At the top layer of the monitoring and alerting stack are security issues. These issues also encompass a wide range of aspects that need to be determined for each application beforehand. A range of different alerts can be configured for security issues, including but not limited to
Large numbers of failed login attempts: These could indicate brute-force break-in attempts to the application.
Sudden spikes in data transfer out: These could indicate a breach or data leak.
Attempts to assume roles from unknown locations: These could indicate a breach of credentials.
Large number of failed access attempts: These could indicate reconnaissance by a rogue actor.
The AWS infrastructure exposes a public HTTP API, and all calls either receive a 200-type HTTP response if the action is accepted and will be processed, or a 400-type or 500-type HTTP response, indicating the problem is with the query. All 400-type responses indicate there is an issue with the request. All 500-type responses indicate that there is an issue with the AWS infrastructure. In case of infrastructure issues, always make sure to repeat the request with an exponential back-off approach, meaning that you wait for an increasingly longer period of time before reissuing the request.

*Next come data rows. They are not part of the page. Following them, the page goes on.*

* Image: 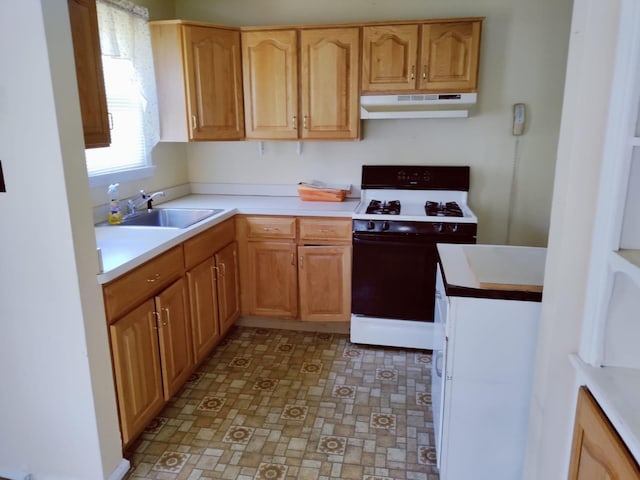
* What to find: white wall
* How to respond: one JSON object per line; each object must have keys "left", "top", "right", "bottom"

{"left": 523, "top": 0, "right": 622, "bottom": 477}
{"left": 0, "top": 1, "right": 123, "bottom": 478}
{"left": 172, "top": 0, "right": 572, "bottom": 246}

Here are some examples of HTTP 400-type and 500-type responses:
400 – bad request: Any 400 error includes a message like InvalidAction, MessageRejected, or RequestExpired. Specific responses by some services also indicate throttling. In case of throttling, you should retry the requests with exponential back-off.
403 – access denied: All IAM polices apply with equal weight, and a deny in one policy denies an action across all policies. Check all the policies attached to the user, group, or role. Check any inline policies and resource policies attached to buckets, queues, and so on.
404 – page not found: This error indicates the object, instance, or resource specified in the query does not exist.
500 – internal failure: This error indicates an internal error on an operational service on the AWS side. You can immediately retry the request and will probably succeed on the second try. If not, retry with exponential back-off.
503 – service unavailable: These errors are rare because they indicate a major failure in an AWS service. You can retry your request using exponential back-off. This way you ensure the request will succeed at some point after the issue is resolved.